Katia Ricciarelli è stata accolta da un fragoroso applauso dal pubblico di Canale 5: è una delle ospiti di Verissimo di Silvia Toffanin. Raccontando della famiglia, Katia ricorda la mamma, il papà e il suo passato. Con grande orgoglio, inoltre, afferma: “è giusto che io porti il cognome di mia madre”. In effetti sarebbe stata proprio lei a salvarla in un momento molto difficile: “Fu mia madre a ritrovarmi esanime e a salvarmi dal suicidio” ha raccontato la cantante lirica. Ma cosa è successo?

Verissimo, Katia Ricciarelli

“Ma è vero che tu ti volevi fare suora?” ha chiesto Silvia Toffanin a Katia Ricciarelli nella sua intervista a Verissimo. La risposta della cantante lirica è stata una fragorosa risata. “Ma tua mamma ti ha salvata” aggiunge ancora Silvia. Torna la serietà e inizia un racconto importante.

“A Venezia conobbi un benedettino – esordisce Katia – che dava lezioni di canto gregoriano. Io avevo 18 anni, lui 33. Mi trattava come una figlia. Finì per convincermi che la mia vocazione era per la vita monastica“. “Volle addirittura farmi fotografare vestita da suora – ha confessato -. Ben presto mi resi conto che s’era innamorato e, non potendo possedermi fisicamente, pretendeva che nessun altro mi avesse“.

A quel punto, prosegue Katia “mi sentii tradita. Lui reagì facendomi passare per matta. Diceva delle cose che poi si rimangiava, sostenendo che erano un parto della mia fantasia”. Infine, conclude Katia, “tentai il suicidio con i sonniferi nel mio alloggio di Campo San Canzian, vicino al ponte di Rialto.
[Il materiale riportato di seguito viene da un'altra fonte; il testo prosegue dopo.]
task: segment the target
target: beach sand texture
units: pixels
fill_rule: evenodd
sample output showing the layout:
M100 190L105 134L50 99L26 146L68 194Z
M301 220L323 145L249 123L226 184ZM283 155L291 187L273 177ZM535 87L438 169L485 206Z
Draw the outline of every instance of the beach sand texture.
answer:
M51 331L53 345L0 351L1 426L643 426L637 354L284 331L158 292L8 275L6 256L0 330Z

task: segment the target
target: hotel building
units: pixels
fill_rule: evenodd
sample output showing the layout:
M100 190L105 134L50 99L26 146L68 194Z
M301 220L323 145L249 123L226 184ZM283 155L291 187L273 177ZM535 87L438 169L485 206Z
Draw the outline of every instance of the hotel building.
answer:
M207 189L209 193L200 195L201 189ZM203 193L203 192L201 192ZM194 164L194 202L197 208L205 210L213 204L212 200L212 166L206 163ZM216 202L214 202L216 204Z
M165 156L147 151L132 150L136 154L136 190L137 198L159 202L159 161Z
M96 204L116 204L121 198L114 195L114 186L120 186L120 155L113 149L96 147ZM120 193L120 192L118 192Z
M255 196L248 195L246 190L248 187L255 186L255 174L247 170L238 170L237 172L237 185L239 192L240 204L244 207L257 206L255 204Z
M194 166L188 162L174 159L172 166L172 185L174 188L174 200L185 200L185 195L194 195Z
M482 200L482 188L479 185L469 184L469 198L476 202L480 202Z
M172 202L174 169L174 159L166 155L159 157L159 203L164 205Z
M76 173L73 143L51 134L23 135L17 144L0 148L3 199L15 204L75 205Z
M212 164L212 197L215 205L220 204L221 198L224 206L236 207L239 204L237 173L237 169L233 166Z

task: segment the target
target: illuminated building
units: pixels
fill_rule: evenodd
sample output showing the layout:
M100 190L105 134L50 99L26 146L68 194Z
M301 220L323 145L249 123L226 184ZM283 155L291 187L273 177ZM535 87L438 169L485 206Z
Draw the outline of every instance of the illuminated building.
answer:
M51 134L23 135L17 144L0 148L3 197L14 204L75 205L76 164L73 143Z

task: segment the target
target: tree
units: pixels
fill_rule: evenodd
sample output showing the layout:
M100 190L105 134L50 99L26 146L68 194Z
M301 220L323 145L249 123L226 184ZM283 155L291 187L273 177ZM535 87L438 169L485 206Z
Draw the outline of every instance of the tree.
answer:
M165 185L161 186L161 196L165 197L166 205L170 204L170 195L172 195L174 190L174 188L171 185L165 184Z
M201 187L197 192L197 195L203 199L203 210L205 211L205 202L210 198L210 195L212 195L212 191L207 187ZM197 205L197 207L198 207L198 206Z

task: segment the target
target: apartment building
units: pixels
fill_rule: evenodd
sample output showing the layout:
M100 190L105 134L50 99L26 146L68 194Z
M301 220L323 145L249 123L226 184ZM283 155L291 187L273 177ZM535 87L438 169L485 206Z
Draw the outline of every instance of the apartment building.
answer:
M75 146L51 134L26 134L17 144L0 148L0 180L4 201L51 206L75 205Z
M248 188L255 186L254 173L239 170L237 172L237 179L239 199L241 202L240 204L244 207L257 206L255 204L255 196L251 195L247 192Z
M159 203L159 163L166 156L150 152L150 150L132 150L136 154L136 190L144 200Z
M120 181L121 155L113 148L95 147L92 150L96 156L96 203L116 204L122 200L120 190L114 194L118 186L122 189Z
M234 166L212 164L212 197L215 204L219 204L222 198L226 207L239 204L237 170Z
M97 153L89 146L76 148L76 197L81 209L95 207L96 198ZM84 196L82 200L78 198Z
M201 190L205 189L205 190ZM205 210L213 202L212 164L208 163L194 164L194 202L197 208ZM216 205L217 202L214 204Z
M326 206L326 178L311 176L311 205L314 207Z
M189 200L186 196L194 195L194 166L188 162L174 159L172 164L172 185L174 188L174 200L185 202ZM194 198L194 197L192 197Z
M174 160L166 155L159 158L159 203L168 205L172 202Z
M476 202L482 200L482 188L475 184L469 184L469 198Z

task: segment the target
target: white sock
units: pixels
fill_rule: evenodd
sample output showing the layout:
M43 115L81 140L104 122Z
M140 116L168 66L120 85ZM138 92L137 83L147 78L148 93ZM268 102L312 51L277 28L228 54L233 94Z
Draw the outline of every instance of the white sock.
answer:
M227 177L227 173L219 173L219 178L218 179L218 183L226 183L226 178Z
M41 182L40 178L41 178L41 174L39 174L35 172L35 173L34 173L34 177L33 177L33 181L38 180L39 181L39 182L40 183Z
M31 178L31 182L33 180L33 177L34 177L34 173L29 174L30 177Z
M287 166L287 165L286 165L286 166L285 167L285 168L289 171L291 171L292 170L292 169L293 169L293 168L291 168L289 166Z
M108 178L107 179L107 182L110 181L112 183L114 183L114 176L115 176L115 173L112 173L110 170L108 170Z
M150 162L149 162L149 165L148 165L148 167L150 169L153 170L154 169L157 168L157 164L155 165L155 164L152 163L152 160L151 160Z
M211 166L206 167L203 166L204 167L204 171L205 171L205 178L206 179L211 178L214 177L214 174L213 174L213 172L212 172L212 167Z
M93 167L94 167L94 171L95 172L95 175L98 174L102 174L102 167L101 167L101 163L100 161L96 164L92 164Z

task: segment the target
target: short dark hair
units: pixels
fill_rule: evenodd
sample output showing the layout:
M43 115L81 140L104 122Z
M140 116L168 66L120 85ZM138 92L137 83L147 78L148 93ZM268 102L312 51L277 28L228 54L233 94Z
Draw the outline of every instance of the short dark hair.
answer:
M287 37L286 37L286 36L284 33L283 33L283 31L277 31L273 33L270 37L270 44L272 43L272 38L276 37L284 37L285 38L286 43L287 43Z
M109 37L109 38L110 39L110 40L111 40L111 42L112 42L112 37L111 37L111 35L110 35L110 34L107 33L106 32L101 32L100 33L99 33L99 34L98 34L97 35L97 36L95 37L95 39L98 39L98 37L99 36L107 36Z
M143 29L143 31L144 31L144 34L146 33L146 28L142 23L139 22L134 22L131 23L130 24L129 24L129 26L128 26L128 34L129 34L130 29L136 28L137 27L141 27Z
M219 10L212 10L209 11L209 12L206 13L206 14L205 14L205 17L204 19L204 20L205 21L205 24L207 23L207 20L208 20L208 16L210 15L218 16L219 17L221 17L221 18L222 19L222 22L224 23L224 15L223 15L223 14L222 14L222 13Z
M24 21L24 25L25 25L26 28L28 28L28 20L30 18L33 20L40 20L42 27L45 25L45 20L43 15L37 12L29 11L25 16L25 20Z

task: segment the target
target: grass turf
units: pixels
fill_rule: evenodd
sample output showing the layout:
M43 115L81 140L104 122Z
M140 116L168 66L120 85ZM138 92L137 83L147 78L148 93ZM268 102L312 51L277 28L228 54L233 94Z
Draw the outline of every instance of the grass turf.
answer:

Fu mia madre a ritrovarmi esanime e a salvarmi”.

“Ma quando il benedettino venne a trovarmi in ospedale e mi chiese ‘come stai?’, gli lasciai un ceffone che è stato proprio la liberazione per me”, Katia torna a sorridere.

Il debutto alla Boeme

Il 2 ottobre 1999 c’è stato il debutto alla Boeme: “Credevo già di essere la Callas, mi sentivo molto sicura di me stessa”. Katia ha da sempre sognato di diventare una cantante lirica e questo è stato: “Ci vuole determinazione in tutto e per tutto”.